Mayor of Tower Hamlets John Biggs and Cllr Danny Hassell have written to the Secretary of State for Education Gavin Williamson MP to say that the current increase in SEND (special educational needs and disabilities) funding is insufficient to cover rising demand and the historic deficit caused by years of underfunding by government.

Tower Hamlets has among the highest proportion of children and young people with an Education, Health and Care Plan (EHCP) in the country. Between 2017 and 2020 the percentage of pupils with an Education, Health and Care Plan increased from 4.2% to 5.1% and the number of residents (aged 0-25) with an EHCP increased by 803 and currently totals circa 3,200.

Tower Hamlets’ High Needs Funding Block (HNFB), which funds SEND services, has an accumulated deficit of £11.1m, meaning action is required to address the deficit and cope with the increasing demand for SEND services.

Their letter to the Secretary of State states that the recent funding increase is ‘essentially plugging the gaps from previous years, instead of paying for services to cover the increasing demand we’re seeing at present.’

Mayor Biggs and Cllr Hassell are calling on the government to further increase funding for the HNFB so services can cover the growing demand for SEND services among children and young people in Tower Hamlets.

John Biggs, Mayor of Tower Hamlets, said: “SEND services are so important for many families in Tower Hamlets, improving the lives and supporting the development of children and young people.

“While we welcome the recent funding increase, it doesn’t go far enough nor does it fix the damage caused by years of underfunding which has left us with a big deficit that needs filled. We need the Government to recognise the importance of SEND services and give us the funding we need to provide the services.”

Cllr Danny Hassell, Cabinet Member for Children & Schools, said: “Parents are understandably worried about the future of services if the Government doesn’t provide proper funding. While any increase in funds is welcome, the current increase just plugs the gaps from previous years and doesn’t account for the increasing demand for SEND services.

“We’re calling for a further increase in funding that will enable us to cover the historic deficit so that we can focus on service provision to meet the growing demand for SEND services amongst our children and young people.”

Text of the letter sent to the Education Secretary:

We write in relation to the Higher Needs Funding Block (HNFB) for children with special educational needs and disabilities (SEND). As you know, Tower Hamlets has been keen to highlight the funding shortfalls for SEND provision and we welcome the Department for Education’s decision to increase HNFB in Tower Hamlets to £59.7m this year.

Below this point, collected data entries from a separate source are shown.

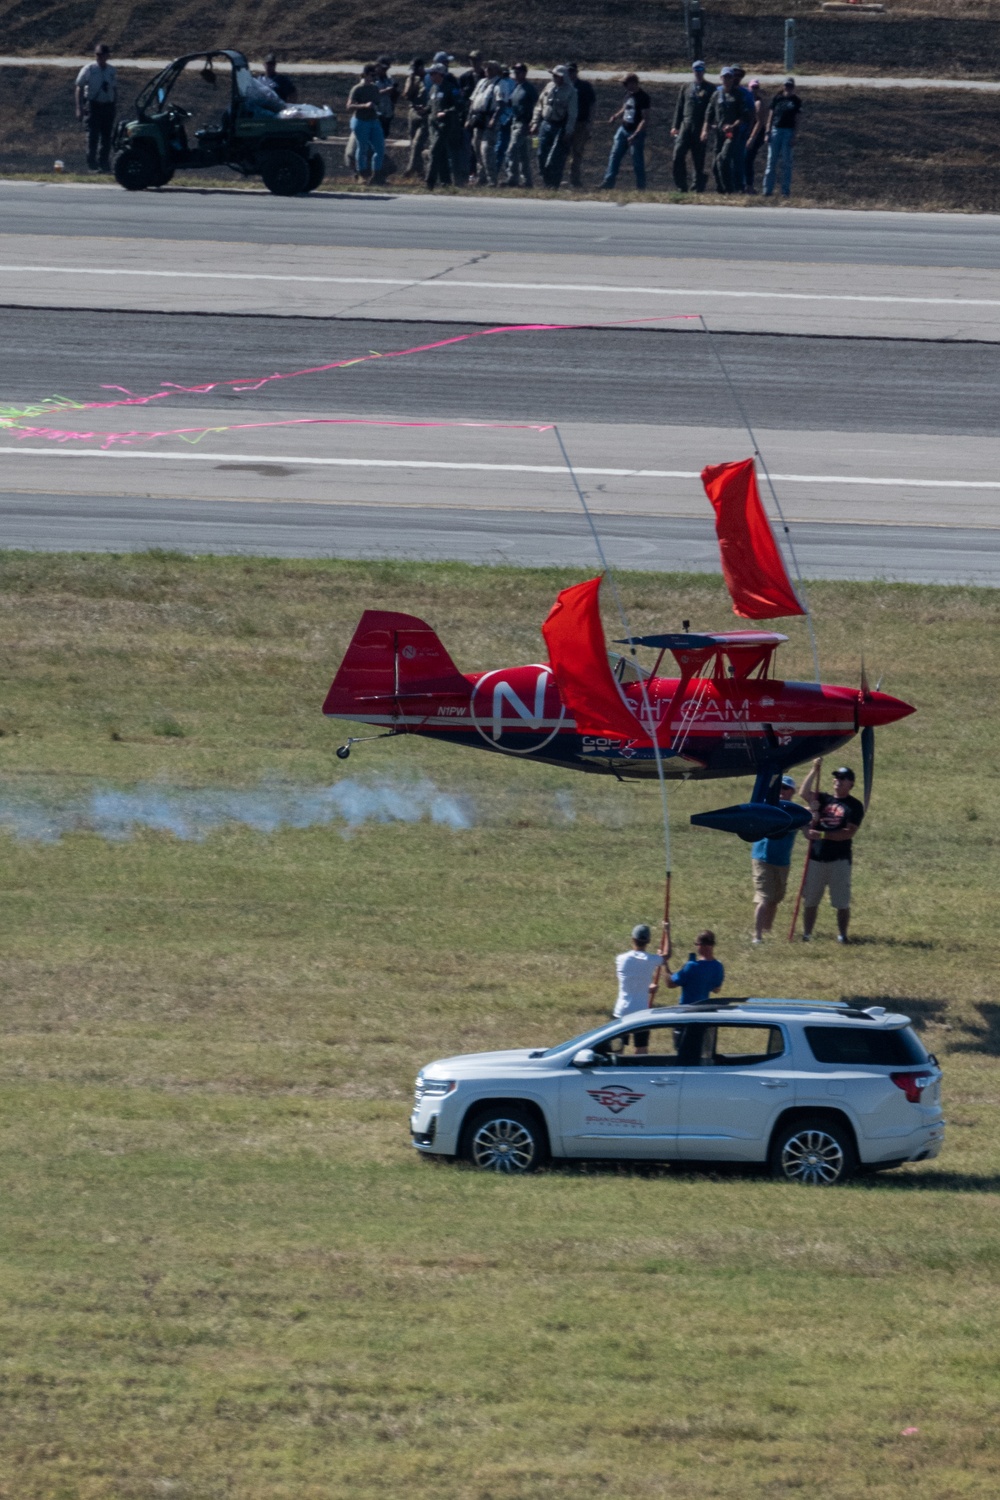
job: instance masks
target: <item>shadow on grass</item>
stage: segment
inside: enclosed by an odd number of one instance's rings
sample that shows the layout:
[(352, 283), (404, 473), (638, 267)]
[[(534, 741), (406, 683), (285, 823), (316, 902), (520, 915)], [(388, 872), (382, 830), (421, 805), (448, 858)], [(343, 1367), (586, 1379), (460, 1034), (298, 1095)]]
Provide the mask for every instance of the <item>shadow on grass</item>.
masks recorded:
[(848, 1005), (858, 1010), (868, 1010), (873, 1005), (882, 1005), (897, 1015), (909, 1016), (918, 1031), (932, 1022), (947, 1019), (947, 1000), (918, 999), (915, 995), (902, 998), (899, 995), (841, 995)]
[(932, 953), (938, 944), (933, 938), (864, 937), (853, 934), (852, 948), (915, 948), (919, 953)]
[(1000, 1005), (995, 1000), (976, 1004), (979, 1020), (967, 1022), (965, 1036), (952, 1044), (953, 1052), (988, 1052), (1000, 1057)]
[[(644, 1162), (644, 1161), (559, 1161), (547, 1169), (548, 1175), (560, 1177), (689, 1177), (700, 1181), (766, 1181), (767, 1168), (748, 1162)], [(784, 1184), (793, 1186), (793, 1184)], [(890, 1170), (867, 1172), (852, 1184), (866, 1192), (908, 1193), (998, 1193), (1000, 1173), (942, 1172), (938, 1170), (906, 1172)]]

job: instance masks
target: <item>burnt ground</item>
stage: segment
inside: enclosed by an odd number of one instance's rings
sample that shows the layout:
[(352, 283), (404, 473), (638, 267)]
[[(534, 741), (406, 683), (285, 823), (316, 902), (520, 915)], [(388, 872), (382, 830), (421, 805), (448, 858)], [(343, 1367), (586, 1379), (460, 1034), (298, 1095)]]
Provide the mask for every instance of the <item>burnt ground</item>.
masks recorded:
[[(122, 74), (123, 92), (134, 97), (147, 75)], [(304, 79), (302, 97), (329, 102), (344, 118), (349, 80)], [(84, 142), (73, 118), (71, 73), (61, 69), (0, 69), (0, 169), (51, 172), (58, 157), (67, 171), (85, 166)], [(673, 87), (653, 87), (647, 152), (651, 190), (671, 191), (669, 124)], [(824, 89), (804, 92), (803, 128), (797, 149), (796, 195), (839, 207), (952, 209), (1000, 212), (996, 171), (1000, 97), (973, 93), (919, 94), (912, 90), (867, 92)], [(602, 85), (598, 119), (616, 106), (618, 91)], [(400, 130), (397, 124), (397, 132)], [(611, 128), (598, 124), (585, 184), (600, 181)], [(393, 155), (403, 165), (398, 147)], [(343, 177), (339, 146), (327, 153), (328, 172)], [(620, 186), (629, 183), (629, 167)], [(234, 180), (225, 174), (226, 180)]]
[[(794, 16), (802, 72), (857, 71), (967, 74), (1000, 71), (996, 0), (910, 0), (881, 16), (824, 14), (816, 0), (705, 0), (705, 55), (715, 64), (741, 60), (753, 69), (782, 66), (784, 23)], [(171, 57), (205, 47), (238, 47), (261, 56), (361, 59), (389, 51), (447, 47), (464, 55), (478, 46), (511, 61), (583, 63), (638, 68), (678, 67), (688, 53), (679, 0), (575, 0), (571, 7), (496, 0), (400, 0), (357, 7), (330, 0), (0, 0), (4, 50), (76, 54), (104, 38), (122, 56)], [(937, 12), (936, 14), (934, 12)]]

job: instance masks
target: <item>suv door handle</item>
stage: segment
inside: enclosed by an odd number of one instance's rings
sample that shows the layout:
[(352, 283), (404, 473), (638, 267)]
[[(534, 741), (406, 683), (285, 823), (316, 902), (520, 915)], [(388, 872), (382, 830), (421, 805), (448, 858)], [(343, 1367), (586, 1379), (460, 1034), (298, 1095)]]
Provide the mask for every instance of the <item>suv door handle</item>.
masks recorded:
[(650, 1082), (655, 1084), (658, 1089), (670, 1089), (676, 1088), (679, 1080), (676, 1078), (652, 1078)]
[(788, 1087), (787, 1083), (779, 1083), (776, 1078), (762, 1078), (760, 1081), (763, 1087), (766, 1089), (787, 1089)]

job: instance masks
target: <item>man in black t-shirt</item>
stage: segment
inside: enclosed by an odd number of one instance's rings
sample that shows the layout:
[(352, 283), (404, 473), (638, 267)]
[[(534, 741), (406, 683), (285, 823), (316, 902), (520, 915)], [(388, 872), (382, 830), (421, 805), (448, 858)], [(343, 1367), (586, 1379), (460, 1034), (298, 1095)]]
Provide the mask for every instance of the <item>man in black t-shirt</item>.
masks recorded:
[(819, 791), (822, 762), (814, 760), (799, 796), (812, 809), (812, 824), (805, 830), (809, 840), (809, 865), (802, 887), (803, 940), (809, 942), (823, 892), (829, 890), (830, 905), (837, 913), (837, 942), (847, 942), (851, 921), (852, 841), (864, 821), (865, 809), (854, 791), (854, 772), (838, 766), (833, 773), (833, 795)]
[(608, 169), (604, 174), (602, 188), (613, 188), (618, 180), (618, 169), (625, 160), (626, 153), (632, 153), (632, 166), (635, 168), (635, 185), (638, 192), (643, 192), (646, 187), (646, 127), (649, 124), (649, 109), (652, 100), (646, 90), (639, 87), (638, 73), (626, 73), (622, 79), (622, 88), (625, 90), (625, 102), (621, 109), (616, 109), (608, 121), (609, 125), (617, 124), (615, 138), (611, 143), (611, 155), (608, 157)]
[(263, 79), (269, 84), (282, 104), (294, 104), (298, 99), (298, 93), (294, 81), (287, 73), (278, 72), (278, 59), (273, 52), (269, 52), (264, 59)]
[(767, 170), (764, 173), (764, 197), (774, 192), (774, 180), (781, 172), (781, 196), (792, 191), (792, 147), (802, 100), (795, 92), (795, 79), (786, 78), (780, 94), (771, 100), (767, 119)]

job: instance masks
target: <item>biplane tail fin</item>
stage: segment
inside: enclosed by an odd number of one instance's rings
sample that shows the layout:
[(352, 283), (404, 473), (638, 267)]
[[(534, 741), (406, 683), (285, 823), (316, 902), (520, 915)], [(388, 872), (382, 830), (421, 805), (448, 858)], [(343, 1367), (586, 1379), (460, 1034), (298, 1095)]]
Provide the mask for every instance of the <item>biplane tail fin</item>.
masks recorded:
[(381, 720), (406, 699), (467, 699), (472, 684), (435, 632), (416, 615), (366, 609), (333, 679), (323, 712), (337, 719)]

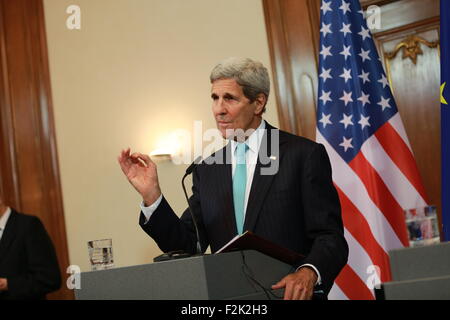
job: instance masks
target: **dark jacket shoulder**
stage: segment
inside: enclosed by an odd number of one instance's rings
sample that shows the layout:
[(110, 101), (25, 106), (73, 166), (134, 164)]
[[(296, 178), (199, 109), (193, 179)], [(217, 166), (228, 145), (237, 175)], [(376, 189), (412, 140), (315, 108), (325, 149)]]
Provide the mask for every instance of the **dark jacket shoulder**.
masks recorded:
[(11, 214), (15, 214), (17, 221), (20, 221), (21, 223), (25, 223), (25, 224), (30, 224), (30, 223), (33, 223), (33, 222), (36, 223), (37, 221), (39, 221), (39, 222), (41, 221), (35, 215), (22, 213), (22, 212), (19, 212), (19, 211), (13, 209), (13, 208), (11, 208)]
[[(278, 129), (279, 130), (279, 129)], [(316, 155), (326, 154), (325, 147), (311, 139), (297, 136), (295, 134), (279, 130), (280, 148), (283, 146), (285, 153), (290, 153), (293, 156), (299, 156), (302, 159), (311, 159)]]
[(11, 216), (9, 217), (6, 226), (8, 226), (8, 223), (12, 220), (15, 220), (15, 223), (20, 226), (22, 233), (27, 233), (32, 228), (44, 229), (41, 219), (37, 216), (21, 213), (11, 208)]

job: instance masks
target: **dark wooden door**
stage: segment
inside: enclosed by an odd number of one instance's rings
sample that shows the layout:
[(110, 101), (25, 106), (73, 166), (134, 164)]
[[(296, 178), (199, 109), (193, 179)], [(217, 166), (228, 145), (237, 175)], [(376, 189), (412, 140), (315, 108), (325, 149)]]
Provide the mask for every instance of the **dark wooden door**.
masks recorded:
[[(69, 266), (42, 0), (0, 0), (0, 192), (38, 216)], [(66, 288), (49, 298), (71, 299)]]

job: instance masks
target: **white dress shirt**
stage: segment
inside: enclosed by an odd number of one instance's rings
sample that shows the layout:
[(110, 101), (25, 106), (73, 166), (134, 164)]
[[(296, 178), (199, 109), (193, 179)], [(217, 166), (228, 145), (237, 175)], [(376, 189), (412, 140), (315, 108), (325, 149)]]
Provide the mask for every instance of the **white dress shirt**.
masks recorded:
[(3, 232), (6, 227), (6, 223), (8, 222), (9, 216), (11, 215), (11, 209), (6, 208), (6, 211), (3, 212), (2, 217), (0, 218), (0, 240), (2, 239)]
[[(261, 141), (264, 136), (265, 128), (266, 128), (266, 123), (264, 120), (262, 120), (261, 123), (259, 124), (258, 128), (256, 128), (256, 130), (245, 141), (245, 143), (248, 145), (249, 148), (245, 154), (245, 157), (246, 157), (245, 163), (247, 166), (247, 185), (245, 188), (244, 219), (245, 219), (245, 213), (247, 211), (247, 203), (248, 203), (248, 197), (250, 195), (250, 189), (252, 186), (253, 175), (255, 173), (256, 163), (258, 161), (259, 147), (261, 146)], [(232, 150), (232, 152), (231, 152), (231, 170), (232, 170), (232, 176), (234, 176), (234, 171), (236, 169), (235, 151), (236, 151), (237, 142), (234, 140), (230, 140), (229, 143), (231, 143), (231, 150)], [(161, 200), (162, 200), (162, 194), (159, 196), (159, 198), (153, 204), (151, 204), (148, 207), (145, 207), (144, 202), (141, 202), (141, 211), (145, 216), (145, 223), (147, 223), (150, 220), (151, 215), (158, 208), (159, 204), (161, 203)], [(311, 264), (304, 264), (304, 265), (301, 265), (298, 269), (300, 269), (301, 267), (311, 267), (317, 274), (316, 284), (321, 283), (320, 273), (316, 269), (316, 267), (314, 267)]]

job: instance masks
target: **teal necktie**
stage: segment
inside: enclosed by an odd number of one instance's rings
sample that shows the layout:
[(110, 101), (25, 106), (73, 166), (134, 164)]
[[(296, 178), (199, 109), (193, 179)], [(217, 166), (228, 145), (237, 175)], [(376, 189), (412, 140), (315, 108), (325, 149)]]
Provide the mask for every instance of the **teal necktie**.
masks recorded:
[(245, 188), (247, 186), (245, 153), (247, 150), (248, 146), (245, 143), (238, 143), (236, 146), (236, 168), (233, 176), (233, 202), (238, 234), (242, 234), (244, 228)]

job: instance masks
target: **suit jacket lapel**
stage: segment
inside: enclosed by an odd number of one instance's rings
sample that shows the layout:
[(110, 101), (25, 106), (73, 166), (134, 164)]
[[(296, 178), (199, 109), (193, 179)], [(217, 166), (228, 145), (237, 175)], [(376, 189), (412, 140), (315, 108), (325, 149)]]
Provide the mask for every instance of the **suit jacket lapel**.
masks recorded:
[[(264, 199), (266, 198), (267, 192), (269, 191), (276, 175), (276, 173), (267, 174), (268, 168), (279, 168), (282, 153), (277, 151), (280, 150), (280, 146), (283, 141), (279, 136), (279, 131), (277, 131), (275, 134), (278, 135), (278, 138), (280, 138), (278, 139), (279, 145), (278, 148), (275, 148), (276, 145), (272, 147), (272, 143), (277, 143), (277, 136), (273, 135), (274, 132), (272, 130), (278, 129), (272, 127), (266, 122), (266, 132), (263, 136), (259, 149), (258, 161), (256, 163), (250, 195), (248, 198), (244, 231), (254, 231), (259, 213), (261, 212), (262, 205), (264, 204)], [(263, 170), (266, 171), (266, 174), (262, 174), (264, 173)]]
[(3, 236), (0, 240), (0, 264), (6, 256), (9, 246), (17, 234), (17, 213), (11, 209), (11, 215), (6, 223)]

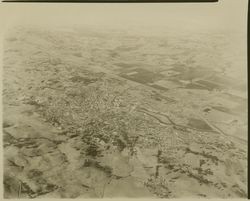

Tower Hamlets has among the highest proportions of children and young people with Education, Health and Care Plans (EHCP) in the country. Between 2017 and 2020 the percentage of pupils with an Education, Health and Care Plan increased from 4.2% to 5.1% and the number of residents (aged 0-25) with an EHCP increased by 803 and currently totals circa 3,200.

The needs of children and young people are also changing rapidly. Over the three years 2017-20, the percentage of children with whose primary need is Autistic Spectrum Disorder (ASD) has increased from 9% to 12.8% and the percentage of young people with EHCPs attending post 16 institutions increased from 3.4% to 13.9%.

To meet this need we are increasing the number of school places for children with ASD through expanding Phoenix special school and establishing a new ASD resource base in one of our mainstream primary schools. This means an additional circa £2m per annum spending on funding these new school places and we have also increased the commission for Phoenix to provide outreach to mainstream schools.

Because of years of under-funding, our current HNFB has accumulated a deficit of £11.1m. This means that despite the recent funding increase, we will still be forced to cut current costs in order to address the deficit. In other words, the funding increase is essentially plugging the gaps from previous years, instead of paying for services to cover the increasing demand we’re seeing at present.

In order to resolve this issue, we’re calling for a further increase in funds that accounts for the historic deficit and the need to increase service provision to cover the growing demand for SEND services among our young population.